Autor : Rendón, Julio César
Cortés Mancera, Fabián
Restrepo Gutiérrez, Juan Carlos
Hoyos, Sergio
Navas, María Cristina
Palabras clave : Hepatitis B
Liver diseases
End Stage Liver Disease
Genome, Viral
Genotype
Hepatitis B Surface Antigens
Liver Transplantation
Liver inflammation
Risk Factors
Viral Load
Fecha de publicación : 2017
Editorial : Public Library of Science
Citación : Rendón JC, Cortés-Mancera F, Restrepo-Gutiérrez JC, Hoyos S, Navas MC. Molecular characterization of occult hepatitis B virus infection in patients with end-stage liver disease in Colombia. PLoS One. 2017 Jul 7;12(7):e0180447.

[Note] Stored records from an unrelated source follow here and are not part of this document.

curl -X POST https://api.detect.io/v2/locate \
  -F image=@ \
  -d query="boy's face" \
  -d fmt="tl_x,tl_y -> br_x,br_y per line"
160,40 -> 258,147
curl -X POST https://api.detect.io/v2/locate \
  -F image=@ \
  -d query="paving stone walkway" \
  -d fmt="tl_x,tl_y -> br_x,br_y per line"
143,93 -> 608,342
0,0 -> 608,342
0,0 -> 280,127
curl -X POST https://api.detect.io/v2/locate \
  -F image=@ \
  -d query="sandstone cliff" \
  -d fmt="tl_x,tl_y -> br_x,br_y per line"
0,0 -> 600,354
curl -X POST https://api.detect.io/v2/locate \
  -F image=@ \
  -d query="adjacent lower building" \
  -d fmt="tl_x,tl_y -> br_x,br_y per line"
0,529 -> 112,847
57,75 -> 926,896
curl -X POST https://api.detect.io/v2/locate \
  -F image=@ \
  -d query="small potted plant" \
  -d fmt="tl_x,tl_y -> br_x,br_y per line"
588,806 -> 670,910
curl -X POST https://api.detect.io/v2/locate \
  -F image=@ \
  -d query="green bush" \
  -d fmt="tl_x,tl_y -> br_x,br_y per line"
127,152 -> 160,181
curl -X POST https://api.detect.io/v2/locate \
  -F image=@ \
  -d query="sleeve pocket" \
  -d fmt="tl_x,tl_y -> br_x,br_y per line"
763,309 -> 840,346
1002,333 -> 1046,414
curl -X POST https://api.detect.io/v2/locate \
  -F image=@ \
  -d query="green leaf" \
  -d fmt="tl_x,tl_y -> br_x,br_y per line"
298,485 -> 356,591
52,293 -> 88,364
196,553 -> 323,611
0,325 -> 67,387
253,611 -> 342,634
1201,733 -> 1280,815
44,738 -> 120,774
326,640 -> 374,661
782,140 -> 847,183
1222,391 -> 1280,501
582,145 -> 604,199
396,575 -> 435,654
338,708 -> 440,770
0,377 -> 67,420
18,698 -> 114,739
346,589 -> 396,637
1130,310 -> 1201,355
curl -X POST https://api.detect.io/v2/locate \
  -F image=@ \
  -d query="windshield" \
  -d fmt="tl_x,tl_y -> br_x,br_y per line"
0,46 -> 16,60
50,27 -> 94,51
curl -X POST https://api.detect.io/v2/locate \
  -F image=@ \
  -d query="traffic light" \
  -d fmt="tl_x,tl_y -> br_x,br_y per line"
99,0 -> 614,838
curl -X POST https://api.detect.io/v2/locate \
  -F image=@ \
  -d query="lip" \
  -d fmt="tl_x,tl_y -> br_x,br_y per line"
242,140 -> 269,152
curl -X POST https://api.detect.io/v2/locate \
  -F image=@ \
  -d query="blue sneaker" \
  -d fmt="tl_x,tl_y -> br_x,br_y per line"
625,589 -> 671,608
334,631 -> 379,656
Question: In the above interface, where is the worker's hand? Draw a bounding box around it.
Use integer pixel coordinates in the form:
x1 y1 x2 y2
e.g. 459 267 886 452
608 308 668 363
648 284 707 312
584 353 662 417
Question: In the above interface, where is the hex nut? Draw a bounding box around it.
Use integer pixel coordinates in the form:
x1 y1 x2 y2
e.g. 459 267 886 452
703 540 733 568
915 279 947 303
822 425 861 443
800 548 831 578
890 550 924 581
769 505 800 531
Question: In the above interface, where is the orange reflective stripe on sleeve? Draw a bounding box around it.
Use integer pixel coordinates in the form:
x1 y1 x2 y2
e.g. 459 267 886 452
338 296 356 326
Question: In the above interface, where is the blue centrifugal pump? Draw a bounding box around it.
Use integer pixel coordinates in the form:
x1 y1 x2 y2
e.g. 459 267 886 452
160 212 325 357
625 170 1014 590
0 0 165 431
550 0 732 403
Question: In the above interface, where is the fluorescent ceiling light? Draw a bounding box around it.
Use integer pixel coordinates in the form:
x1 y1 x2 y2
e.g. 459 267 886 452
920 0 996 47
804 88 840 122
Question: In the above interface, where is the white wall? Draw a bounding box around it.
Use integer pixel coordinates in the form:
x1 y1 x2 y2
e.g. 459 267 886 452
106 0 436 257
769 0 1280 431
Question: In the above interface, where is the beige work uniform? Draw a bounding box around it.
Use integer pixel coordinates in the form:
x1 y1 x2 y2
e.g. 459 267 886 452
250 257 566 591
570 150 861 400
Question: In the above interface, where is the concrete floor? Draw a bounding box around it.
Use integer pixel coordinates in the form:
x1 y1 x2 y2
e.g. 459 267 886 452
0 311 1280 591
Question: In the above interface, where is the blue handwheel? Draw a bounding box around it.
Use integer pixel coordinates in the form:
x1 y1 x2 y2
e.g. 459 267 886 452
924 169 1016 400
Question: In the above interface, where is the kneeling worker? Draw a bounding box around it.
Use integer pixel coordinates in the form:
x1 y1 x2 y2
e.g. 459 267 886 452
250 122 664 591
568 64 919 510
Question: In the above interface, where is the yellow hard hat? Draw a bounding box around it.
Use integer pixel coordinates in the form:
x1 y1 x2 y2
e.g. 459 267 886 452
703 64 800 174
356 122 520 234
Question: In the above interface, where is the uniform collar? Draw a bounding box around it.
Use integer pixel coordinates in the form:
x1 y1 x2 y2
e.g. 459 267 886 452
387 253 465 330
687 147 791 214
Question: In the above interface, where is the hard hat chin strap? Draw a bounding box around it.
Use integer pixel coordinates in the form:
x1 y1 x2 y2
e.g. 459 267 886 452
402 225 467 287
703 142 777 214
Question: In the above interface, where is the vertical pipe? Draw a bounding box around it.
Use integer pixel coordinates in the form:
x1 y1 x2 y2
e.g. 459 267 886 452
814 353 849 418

Abstract : BACKGROUND: Hepatitis B virus (HBV) occult infection (OBI) is a risk factor to be taken into account in transfusion, hemodialysis and organ transplantation. The aim of this study was to identify and characterize at the molecular level OBI cases in patients with end-stage liver disease. METHODS: Sixty-six liver samples were obtained from patients with diagnosis of end-stage liver disease submitted to liver transplantation in Medellin (North West, Colombia). Samples obtained from patients who were negative for the surface antigen of HBV (n = 50) were tested for viral DNA detection by nested PCR for ORFs S, C, and X and confirmed by Southern-Blot. OBI cases were analyzed by sequencing the viral genome to determine the genotype and mutations; additionally, viral genome integration events were examined by the Alu-PCR technique. RESULTS: In five cases out of 50 patients (10%) the criteria for OBI was confirmed. HBV genotype F (subgenotypes F1 and F3), genotype A and genotype D were characterized in liver samples. Three integration events in chromosomes 5q14.1, 16p13 and 20q12 affecting Receptor-type tyrosine-protein phosphatase T, Ras Protein Specific Guanine Nucleotide Releasing Factor 2, and the zinc finger 263 genes were identified in two OBI cases. Sequence analysis of the viral genome of the 5 OBI cases showed several punctual missense and nonsense mutations affecting ORFs S, P, Core and X. CONCLUSIONS: This is the first characterization of OBI in patients with end-stage liver disease in Colombia. The OBI cases were identified in patients with HCV infection or cryptogenic cirrhosis. The integration events (5q14.1, 16p13 and 20q12) described in this study have not been previously reported. Further studies are required to validate the role of mutations and integration events in OBI pathogenesis.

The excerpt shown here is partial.